そっちかよ!! エルフとかオークとか魔族です、みたいなやつじゃ無いようだ。


スペハリのさらに変形版だ。

竜が頼みに来るけど、自キャラが人間じゃなくて竜だという。


(おれ)(りゅう)で子供が(りゅう)なら、(おれ)には(りゅう)の妻が居るのだろうか?

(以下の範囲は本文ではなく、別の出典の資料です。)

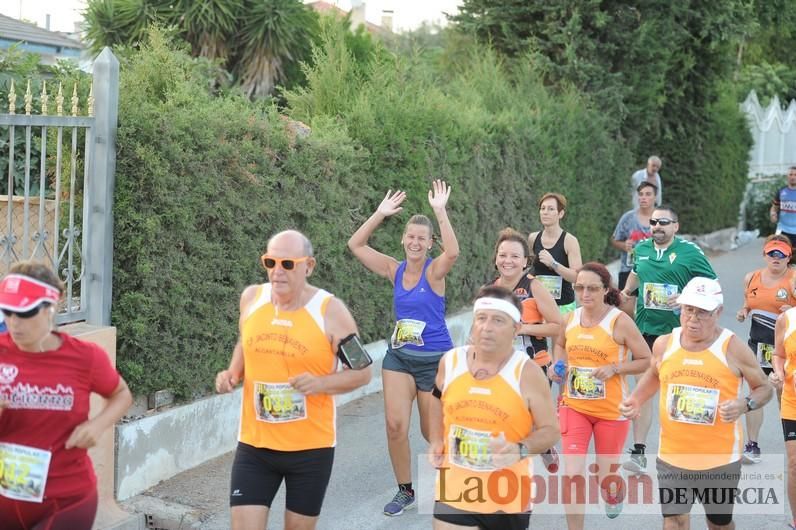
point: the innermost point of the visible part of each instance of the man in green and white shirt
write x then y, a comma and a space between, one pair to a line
662, 266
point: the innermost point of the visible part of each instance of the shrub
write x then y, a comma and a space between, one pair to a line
758, 204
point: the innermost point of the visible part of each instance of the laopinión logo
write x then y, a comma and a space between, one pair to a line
760, 491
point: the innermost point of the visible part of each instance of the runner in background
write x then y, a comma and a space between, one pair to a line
291, 335
632, 228
784, 379
595, 347
492, 411
47, 480
540, 316
662, 266
421, 335
783, 207
557, 253
699, 369
767, 293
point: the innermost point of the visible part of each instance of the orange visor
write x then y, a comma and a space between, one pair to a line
778, 245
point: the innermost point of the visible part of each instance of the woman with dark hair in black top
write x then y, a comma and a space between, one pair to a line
557, 252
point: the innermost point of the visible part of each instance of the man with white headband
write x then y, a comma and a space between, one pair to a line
494, 410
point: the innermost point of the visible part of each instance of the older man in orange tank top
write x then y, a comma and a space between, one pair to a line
699, 369
290, 333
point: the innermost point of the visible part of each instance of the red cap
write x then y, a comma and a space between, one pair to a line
776, 244
23, 293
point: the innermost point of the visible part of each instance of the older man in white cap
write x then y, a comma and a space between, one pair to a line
700, 368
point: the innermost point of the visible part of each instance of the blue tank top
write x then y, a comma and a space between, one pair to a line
420, 316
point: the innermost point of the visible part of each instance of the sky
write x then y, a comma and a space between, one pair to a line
407, 14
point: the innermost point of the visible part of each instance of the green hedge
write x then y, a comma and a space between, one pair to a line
758, 204
203, 181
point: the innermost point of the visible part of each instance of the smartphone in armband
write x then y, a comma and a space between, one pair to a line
353, 354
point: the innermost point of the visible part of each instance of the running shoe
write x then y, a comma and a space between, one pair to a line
637, 463
751, 453
613, 507
402, 501
550, 459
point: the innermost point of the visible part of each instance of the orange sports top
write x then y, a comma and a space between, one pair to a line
770, 299
788, 406
692, 434
473, 411
278, 345
587, 349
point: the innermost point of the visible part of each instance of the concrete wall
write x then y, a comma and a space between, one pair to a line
158, 447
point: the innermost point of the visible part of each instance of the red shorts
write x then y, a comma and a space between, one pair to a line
66, 513
577, 429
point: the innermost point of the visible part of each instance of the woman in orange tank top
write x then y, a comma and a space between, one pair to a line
784, 380
595, 346
768, 292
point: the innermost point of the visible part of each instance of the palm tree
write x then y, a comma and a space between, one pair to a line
256, 40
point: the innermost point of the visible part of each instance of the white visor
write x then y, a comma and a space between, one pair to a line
496, 304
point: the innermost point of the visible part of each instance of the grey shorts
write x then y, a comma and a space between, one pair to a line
422, 367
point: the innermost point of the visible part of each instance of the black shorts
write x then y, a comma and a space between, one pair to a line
714, 488
257, 474
789, 430
484, 521
422, 367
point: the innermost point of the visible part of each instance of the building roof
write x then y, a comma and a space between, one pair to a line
327, 8
16, 30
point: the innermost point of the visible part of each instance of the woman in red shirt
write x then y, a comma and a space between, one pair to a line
46, 379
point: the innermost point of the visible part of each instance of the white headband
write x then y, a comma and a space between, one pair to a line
498, 305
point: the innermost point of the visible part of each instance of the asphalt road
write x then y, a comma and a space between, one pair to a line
362, 480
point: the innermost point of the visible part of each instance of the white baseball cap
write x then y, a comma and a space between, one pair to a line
704, 293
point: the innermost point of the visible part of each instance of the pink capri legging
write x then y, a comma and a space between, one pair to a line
577, 429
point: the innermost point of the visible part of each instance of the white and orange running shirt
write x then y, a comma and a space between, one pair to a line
474, 410
587, 349
693, 435
278, 345
788, 406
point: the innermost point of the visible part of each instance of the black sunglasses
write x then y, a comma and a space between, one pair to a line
663, 222
30, 313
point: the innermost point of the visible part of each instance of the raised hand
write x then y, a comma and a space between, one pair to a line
391, 204
438, 194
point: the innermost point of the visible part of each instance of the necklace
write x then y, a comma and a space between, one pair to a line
483, 373
595, 322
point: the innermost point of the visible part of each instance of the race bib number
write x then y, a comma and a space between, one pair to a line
552, 284
764, 353
23, 472
656, 295
279, 403
470, 448
581, 384
692, 404
408, 331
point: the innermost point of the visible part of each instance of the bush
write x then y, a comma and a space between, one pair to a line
202, 182
758, 204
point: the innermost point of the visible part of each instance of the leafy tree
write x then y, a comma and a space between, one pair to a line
260, 41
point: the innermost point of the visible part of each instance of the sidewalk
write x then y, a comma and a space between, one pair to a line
362, 480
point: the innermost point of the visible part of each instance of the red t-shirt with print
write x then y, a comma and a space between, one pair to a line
48, 396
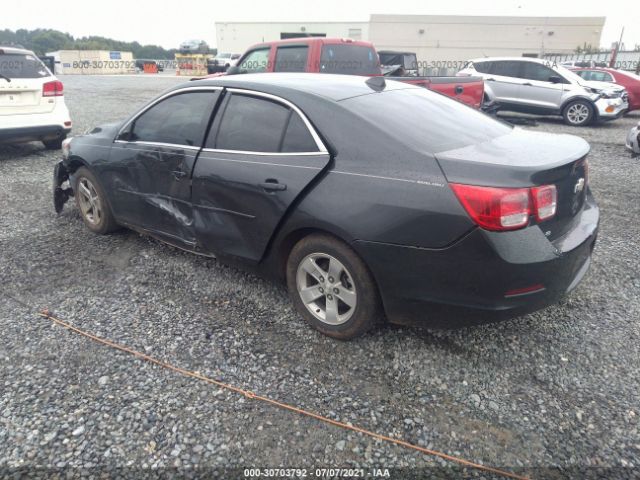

レトロな物語だと、名前を与えることができるのが人間だけで、

親と言っても単に名前つけただけなんてパターンがあるので、

それかと思ったが、もしかしたら同種族の妻が居るのだろうか?


「ああ。なるほど。

 まあ、俺が最強の(りゅう)なら娘も(りゅう)だとしたら、

 お母さんも当然、(りゅう)なんだよな」


『はい。偉大な(りゅう)です』


偉大な(りゅう)……なるほど。

どんな状況なんだかよくわからないが、俺には(りゅう)の妻が居て、子供が生まれるらしい。

正直、妻には少し惹かれるものがある。


少し前の俺だったら喜んだのかもしれない。

人生消化試合の俺だったら、”樹海より良い森”に行って、

(りゅう)になって、(りゅう)の妻をもらって、(りゅう)として

生きるという選択をしたのかもしれない。


でも、少し遅かった。

今の俺は、それ以下だ。人生消化試合ですらない。

廃人だ。

俺は新天地を求めるよりも、もう生きていることを辞めたいのだ。


ただ、死ぬのも面倒なのだ。

生きるというのは辛いものだ。


でも、こんなわけのわからない話をしていたら、気が紛れてきた。

俺は案外、簡単な生き物なのかもしれない。


俺は、異世界で最強とか、そんなのより、この自称俺の子供としばらく暮らしてみたい。

そう思った。


俺が欲しかったのは家族だ。


特に、妻が欲しかった。


でも、どういうわけか、妻には会えないが、子供が遊びに来てくれたのだ。


まあ、でも良い。


これが幻聴であっても……俺の妄想であったとしても、俺はちょっと嬉しかった。

すぐに心臓止まらなくても良いかもしれない。そんなふうに思えてきた。


この、自称俺の子供は、本当は、俺を謎の森に行かせるために来たのではなく、ひとまず、今死なないように、話し相手にやってきたのかもしれない。そう思った。